On The Sun Years’ opening cut, “Our Lady of the Sun,” Lee Bob got Farrell to tune in to his wavelength without a whole lot of effort. “Mike is great,” Lee Bob says. “That was mostly first-take stuff. He came in; I don’t even know if he’d listened to the tape I’d given him, but it’s pretty straightforward. The first part of it, I told him, ‘Let’s try some Wes Montgomery octaves.’ And he said, ‘OK.’ And then the rhythm part, maybe a little bit more of like a rhythmic, bossa-nova thing going on. And at the end, it’s just a natural, solo, Jimmy Page-style of freak out. He just totally took the song in like three different directions—which is kind of what I was going for.”

Such eclecticism would not be out of character. “Actually,” Lee Bob says, “my background is in jazz. Not as a player, but as a listener. The first music I really got into was jazz. I played trumpet, so my first influence was really Miles Davis. I saw Miles Davis at the community center when I was 16; I went by myself. That was like my rebellion—I got into jazz.”

For the record, Lee Bob “likes it all” when it comes to Miles, but prefers those mid- to late-’60s quintets that led up to Bitches Brew, not to mention that seminal fusion disc. “I still listen to that and think, that’s from a different planet,” he says.

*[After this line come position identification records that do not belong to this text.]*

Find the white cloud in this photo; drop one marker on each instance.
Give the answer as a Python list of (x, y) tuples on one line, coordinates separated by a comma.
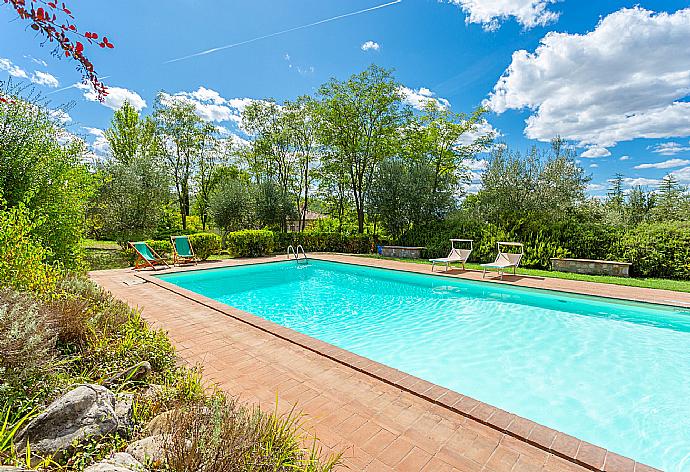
[(665, 164), (100, 144), (595, 151), (45, 79), (60, 115), (116, 97), (13, 70), (489, 13), (669, 149), (419, 98), (370, 46), (622, 81), (483, 128), (682, 175), (210, 105), (640, 181)]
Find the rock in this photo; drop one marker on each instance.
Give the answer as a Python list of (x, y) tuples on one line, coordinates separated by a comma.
[(160, 424), (88, 410), (119, 462), (149, 449), (123, 410), (136, 373)]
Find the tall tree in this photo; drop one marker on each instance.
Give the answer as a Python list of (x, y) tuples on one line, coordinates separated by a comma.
[(360, 120), (130, 136), (182, 135)]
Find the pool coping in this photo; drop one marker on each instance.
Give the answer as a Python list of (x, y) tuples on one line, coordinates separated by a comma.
[(565, 446)]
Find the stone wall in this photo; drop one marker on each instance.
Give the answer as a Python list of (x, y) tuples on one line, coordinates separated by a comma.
[(591, 267)]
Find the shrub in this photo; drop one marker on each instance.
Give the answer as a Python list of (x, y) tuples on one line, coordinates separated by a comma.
[(658, 250), (250, 243), (219, 435), (22, 259), (315, 241), (205, 244), (27, 342)]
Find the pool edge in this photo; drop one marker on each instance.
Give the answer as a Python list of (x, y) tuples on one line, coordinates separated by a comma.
[(547, 439)]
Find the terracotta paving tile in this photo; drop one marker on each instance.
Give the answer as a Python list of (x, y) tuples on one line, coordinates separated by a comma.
[(378, 426)]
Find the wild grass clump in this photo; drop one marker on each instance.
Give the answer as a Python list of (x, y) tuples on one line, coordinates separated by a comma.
[(218, 434)]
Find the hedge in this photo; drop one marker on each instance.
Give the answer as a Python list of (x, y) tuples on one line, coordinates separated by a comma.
[(250, 243)]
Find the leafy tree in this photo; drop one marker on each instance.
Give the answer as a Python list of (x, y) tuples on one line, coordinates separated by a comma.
[(132, 198), (54, 21), (230, 206), (44, 173), (360, 121), (130, 136), (183, 137)]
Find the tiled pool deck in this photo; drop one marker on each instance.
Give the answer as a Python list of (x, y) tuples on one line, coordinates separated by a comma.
[(382, 419)]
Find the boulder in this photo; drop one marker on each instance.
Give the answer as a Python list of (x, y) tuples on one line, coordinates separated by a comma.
[(148, 450), (160, 424), (88, 410), (118, 462), (123, 410), (136, 373)]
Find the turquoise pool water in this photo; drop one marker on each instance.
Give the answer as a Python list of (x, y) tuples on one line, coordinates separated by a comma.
[(612, 373)]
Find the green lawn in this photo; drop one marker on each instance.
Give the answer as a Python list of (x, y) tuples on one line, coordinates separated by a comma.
[(665, 284)]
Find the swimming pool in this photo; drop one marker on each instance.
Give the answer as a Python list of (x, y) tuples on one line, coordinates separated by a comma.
[(612, 373)]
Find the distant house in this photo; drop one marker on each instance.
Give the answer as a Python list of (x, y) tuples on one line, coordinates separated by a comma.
[(311, 217)]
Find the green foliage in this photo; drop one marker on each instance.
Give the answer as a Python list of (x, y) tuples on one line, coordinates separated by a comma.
[(250, 243), (205, 244), (45, 174), (314, 241), (658, 250), (22, 259)]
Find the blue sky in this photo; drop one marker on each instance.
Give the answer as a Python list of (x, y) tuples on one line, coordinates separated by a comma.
[(612, 77)]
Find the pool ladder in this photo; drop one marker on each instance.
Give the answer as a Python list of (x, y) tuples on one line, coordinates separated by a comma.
[(295, 254)]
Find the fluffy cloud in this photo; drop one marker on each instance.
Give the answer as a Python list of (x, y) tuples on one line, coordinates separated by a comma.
[(116, 97), (420, 97), (99, 144), (586, 88), (13, 70), (489, 13), (210, 105), (669, 149), (595, 151), (669, 164), (370, 45), (45, 79)]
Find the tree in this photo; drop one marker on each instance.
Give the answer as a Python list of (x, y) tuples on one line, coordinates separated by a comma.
[(183, 137), (44, 174), (230, 206), (130, 136), (360, 120), (132, 197), (55, 23)]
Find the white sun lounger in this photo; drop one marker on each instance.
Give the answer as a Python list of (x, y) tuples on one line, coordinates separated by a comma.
[(455, 255), (505, 260)]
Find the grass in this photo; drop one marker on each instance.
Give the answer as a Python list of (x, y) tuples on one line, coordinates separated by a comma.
[(661, 284)]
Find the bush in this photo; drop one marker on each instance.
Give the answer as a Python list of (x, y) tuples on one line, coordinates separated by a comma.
[(27, 342), (22, 260), (250, 243), (658, 250), (219, 434), (314, 241), (205, 244)]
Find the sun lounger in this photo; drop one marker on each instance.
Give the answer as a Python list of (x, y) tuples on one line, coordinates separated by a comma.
[(182, 250), (456, 255), (146, 257), (505, 260)]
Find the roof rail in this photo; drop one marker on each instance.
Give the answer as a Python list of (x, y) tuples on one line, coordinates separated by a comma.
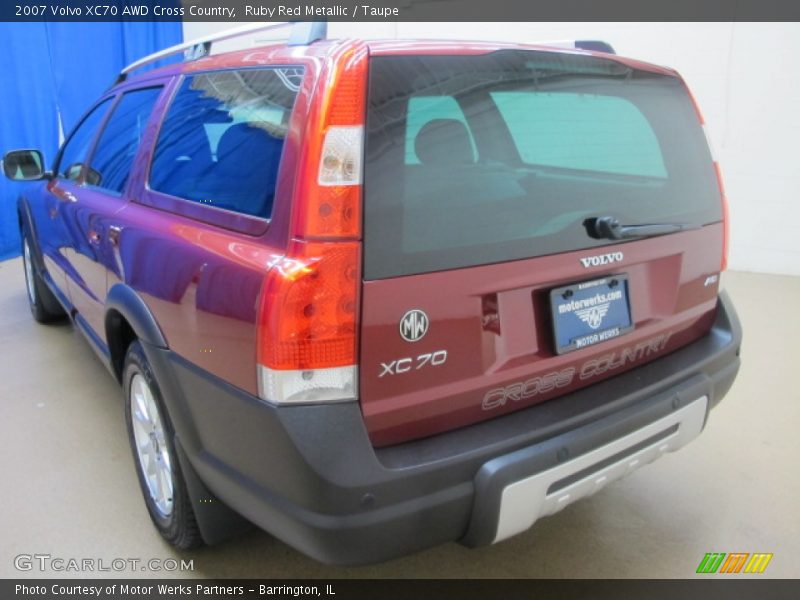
[(591, 45), (302, 33)]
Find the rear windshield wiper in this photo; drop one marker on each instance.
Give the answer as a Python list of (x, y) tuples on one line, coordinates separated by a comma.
[(610, 228)]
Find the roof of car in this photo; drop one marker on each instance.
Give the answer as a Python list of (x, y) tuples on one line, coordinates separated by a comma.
[(281, 52)]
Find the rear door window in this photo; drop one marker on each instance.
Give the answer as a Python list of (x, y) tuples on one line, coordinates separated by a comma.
[(116, 149), (75, 150), (222, 139), (478, 159)]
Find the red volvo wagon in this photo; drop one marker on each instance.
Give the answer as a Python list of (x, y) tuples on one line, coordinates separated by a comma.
[(377, 296)]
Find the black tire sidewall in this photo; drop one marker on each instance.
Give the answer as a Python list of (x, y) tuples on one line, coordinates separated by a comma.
[(170, 527)]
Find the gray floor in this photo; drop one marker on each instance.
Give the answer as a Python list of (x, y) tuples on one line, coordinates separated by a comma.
[(69, 488)]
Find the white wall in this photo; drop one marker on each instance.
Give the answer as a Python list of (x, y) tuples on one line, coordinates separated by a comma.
[(745, 79)]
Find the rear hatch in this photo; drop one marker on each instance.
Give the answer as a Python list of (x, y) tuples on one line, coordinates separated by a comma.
[(534, 222)]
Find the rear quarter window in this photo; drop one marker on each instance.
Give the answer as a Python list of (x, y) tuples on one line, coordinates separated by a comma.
[(222, 139)]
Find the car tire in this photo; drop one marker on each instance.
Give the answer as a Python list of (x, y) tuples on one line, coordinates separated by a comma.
[(41, 300), (152, 442)]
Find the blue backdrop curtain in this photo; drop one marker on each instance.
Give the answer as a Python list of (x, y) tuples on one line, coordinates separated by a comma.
[(59, 69)]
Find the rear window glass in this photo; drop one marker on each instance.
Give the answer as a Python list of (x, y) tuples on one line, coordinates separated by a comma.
[(472, 160), (588, 132), (222, 139)]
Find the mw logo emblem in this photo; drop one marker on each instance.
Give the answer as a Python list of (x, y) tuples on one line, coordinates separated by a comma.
[(601, 259), (414, 325)]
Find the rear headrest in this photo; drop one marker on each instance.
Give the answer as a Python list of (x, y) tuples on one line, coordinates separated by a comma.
[(444, 142), (246, 145)]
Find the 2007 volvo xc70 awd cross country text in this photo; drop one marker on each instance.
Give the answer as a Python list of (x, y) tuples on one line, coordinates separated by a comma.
[(377, 296)]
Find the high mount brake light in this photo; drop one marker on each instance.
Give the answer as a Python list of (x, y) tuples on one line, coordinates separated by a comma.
[(308, 318)]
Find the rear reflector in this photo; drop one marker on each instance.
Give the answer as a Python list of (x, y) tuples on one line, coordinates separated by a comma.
[(306, 387)]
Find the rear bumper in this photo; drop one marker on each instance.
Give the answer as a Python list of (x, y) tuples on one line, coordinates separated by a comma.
[(310, 476)]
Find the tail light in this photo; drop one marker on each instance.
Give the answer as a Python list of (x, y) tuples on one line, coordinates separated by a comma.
[(308, 318), (718, 172)]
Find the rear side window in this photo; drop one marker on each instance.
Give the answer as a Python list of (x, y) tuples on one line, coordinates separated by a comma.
[(221, 142), (424, 111), (73, 154), (479, 159), (115, 151)]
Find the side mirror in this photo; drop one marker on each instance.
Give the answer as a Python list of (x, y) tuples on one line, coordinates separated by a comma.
[(24, 165)]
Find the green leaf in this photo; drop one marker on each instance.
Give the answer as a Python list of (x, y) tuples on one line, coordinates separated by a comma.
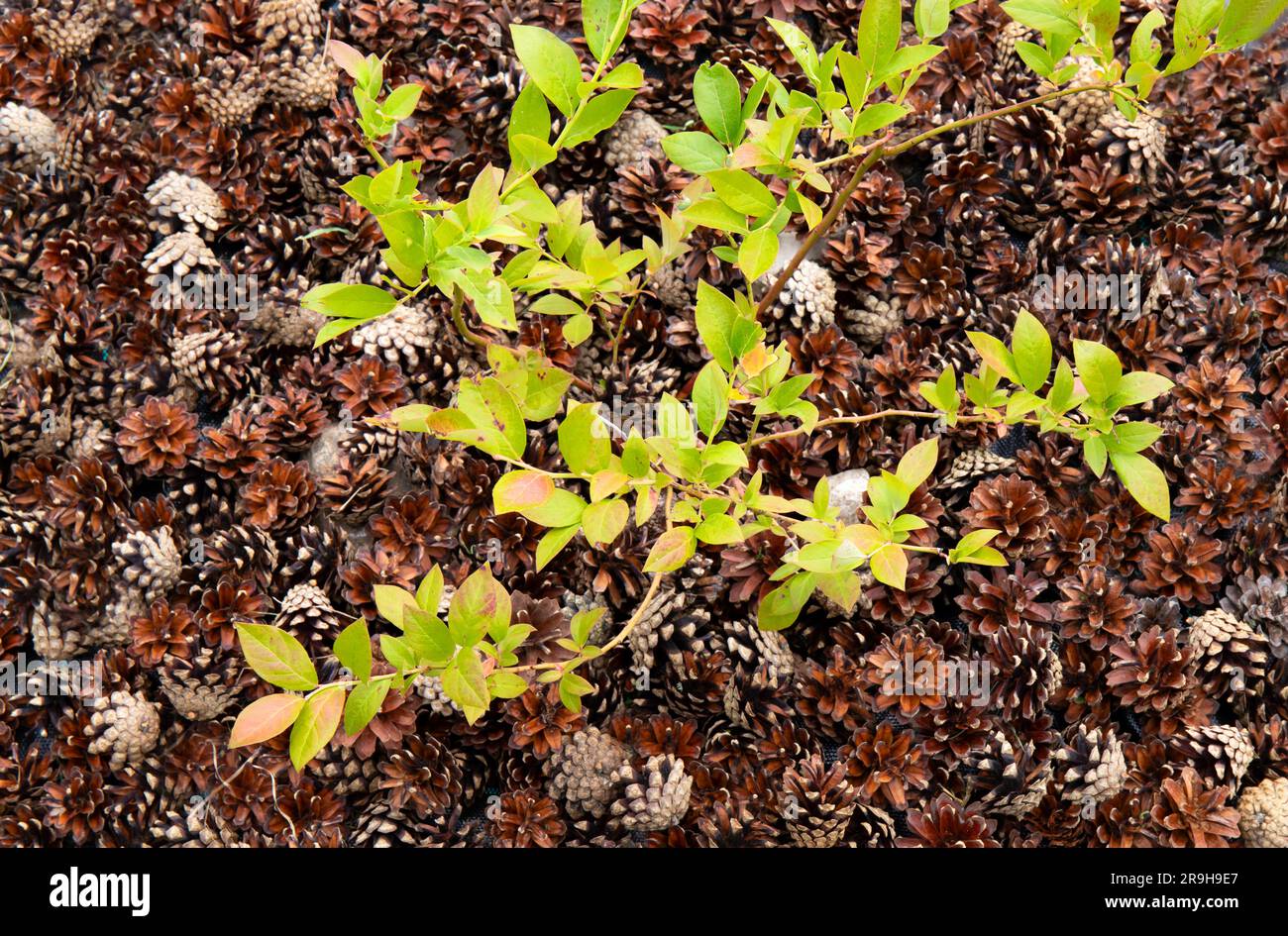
[(503, 685), (880, 25), (277, 657), (1030, 347), (348, 300), (393, 602), (599, 114), (712, 213), (695, 153), (719, 531), (781, 606), (1138, 386), (584, 622), (1043, 16), (362, 704), (464, 681), (743, 192), (799, 46), (519, 490), (890, 566), (1098, 367), (353, 649), (918, 463), (711, 399), (429, 595), (719, 102), (265, 718), (316, 725), (400, 102), (877, 117), (335, 329), (715, 316), (1095, 452), (995, 355), (1144, 481), (974, 540), (1247, 20), (1133, 437), (1035, 58), (597, 18), (603, 522), (428, 639), (930, 17), (553, 541), (984, 555), (671, 550), (550, 62), (529, 116), (481, 605), (563, 509), (758, 253), (584, 441), (571, 689)]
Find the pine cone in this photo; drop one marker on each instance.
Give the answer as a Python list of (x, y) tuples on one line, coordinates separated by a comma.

While he’s been busy plotting subverting the subdominant rock paradigm with jazz subliminals, Lee Bob has also hidden his identity behind a couple of group personas, both of whom are the kind of bands that get covered by the neo-country journal No Depression. First, he played with Grub Dog and the Amazing Sweethearts from 1998-99, then in Jackpot, which he joined a year ago this month. “I have a lot of respect for Rusty as a songwriter,” he says.

Still, with Jackpot’s impending third album on hold—it’s done, but it’ll stay in the can until a few things get worked out—Lee Bob has a little more time to explore his own music. And hey, it’s worth checking out.